The Travelling Salesman Problem

Travelling Salesman Problem (TSP) is a very common problem used everyday in our life. The problem is basically travelling to all the vertices at once starting from a single source, and return back to the source using the shortest possible routes. For real life example, let an Amazon delivery man wants to deliver 3 parcels to 3 different locations 1, 2 and 3 from the location 0. He can choose to deliver at location 1 first then 2 and then 3. Or, he may choose first 3, then 1 and then 2. Or, He can choose other paths as well. However, he have to measure the shortest paths in which he can save time and the cost of travelling. But how can he find that path? That’s all about this TSP.

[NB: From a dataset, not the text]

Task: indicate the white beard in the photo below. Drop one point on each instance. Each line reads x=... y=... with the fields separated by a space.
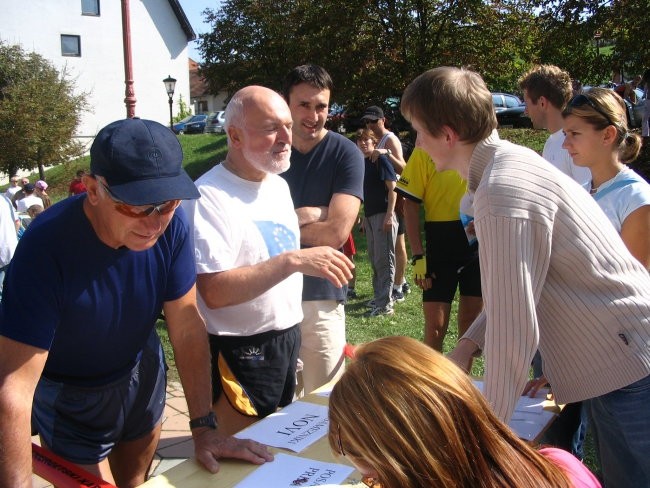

Though this problem is usually known as Travelling salesman problem, the real life uses of this problem is too vast. Picking up students for school, connecting nodes of a particullar network for data transmission and deciding the flow of the transmission, using robots and automation to do the all the tasks with efficiency, choosing the best possible Nucleic Acid Base for DNA sequencing are some of the many real world problems. All these problems need one thing to be implemented, efficiency.

Here’s the catch, the solution is not so easier as the problem is. Finding the efficient way gets harder as the node increases. The number of possible solution is (n-1)!/2 using combinatorics. The possibility increases exponentially. So, manual brute force or dynamic approach to find all the possible cases and selecting the best solution is not feasible enough even for the fastest computer available. For this reason, researchers haven’t been able to find any polynomial time solution till now that can give the exact only one result for this NP-hard problem. So, they rely on the approximation algorithms to select one of the best possible scenario from a large number of permutations but not the exact single solution.

Some Approaches to solve TSP:

1. Brute Force Approach: Figuring out all the possible cases and selecting the lowest cost path with O(n!) time complexity. Only feasible for small datasets.

2. Greedy Approach: Selecting the node with lowest possible edge cost among all the connected nodes of the source. But skip that node if it forms a cycle or already visited. Repeat this process until all nodes are visited and returns back to the origin. Doesn’t give the optimal solution always.

3. Dynamic Programming Approach: Instead of calculating the total problem, it divides the problem into sub-problems. Calculate in the base levels and store that to reuse later which takes a time complexity of O(n² x 2^n).

4. Genetic Algorithm: Based on the biological processes of choosing, such as natural selection, mutation, crossing-over etc. It is one of the approximation algorithms to give a near-optimal solution.

5. Ant Colony Optimization: Ant’s searching for food and processing the path is used in this algorithm for finding a near-optimal solution.

6. Machine Learning speed up vehicle routing: Uses machine learning to approximate solution.

Solving TSP using Dynamic Programming Approach:

Here, the general formulation is g(i, s) = min{c(i, k) + g(k, s - {k})} where i is the currently source node, s is the set of visitable nodes, c(i, k) is the cost to go from i to k node.

For this case, we need to find the g(0, {1, 2, 3}).

Steps:

1. Let source is 0. The next option to visit can be 1, 2 or 3. g(0, {1, 2, 3})

2. a. If first visit is 1, then the 2nd visit can be 2 or 3. g(1, {2, 3})

   i) if 2nd visit is 2, then 3rd visit must be 3 then 3 to 0. So, total cost is 20.

   ii) if 2nd visit is 3, then 3rd visit must be 2. Lastly, cost of 2 to 0. So, total cost is 17.

   So, if 1 is selected first, then the minimum cost is 17.

   b. If first visit is 2, then the 2nd visit can be 1 or 3. g(2, {1, 3})

   i) If 2nd visit is 1, then 3rd visit must be 3 then 3 to 0. So, total cost is 15.

   ii) If 2nd visit is 3, then 3rd visit must be 1, then 1 to 0. So, total cost is 17. So, If 1st visit is 2, then minimum cost is 15.

   c. If first visit is 3, then the 2nd visit can be 1 or 2. g(3, {1, 2})

   i) If 2nd visit is 1, then 3rd visit must be 2, then 0. So, total cost is 15.

   ii) If 2nd visit is 2, then 3rd visit must be 1, then 0. So, total cost is 20.

   So, if 1st visit is 3, then minimum cost is 15.

3. Finally, the minimum cost is 15. So, there are 2 solutions for this minimum cost. The path is 0-> 2-> 1-> 3-> 0. Or another path is 0-> 3-> 1-> 2-> 0. These 2 solution is basically refers to the same path using forward and backward travelling.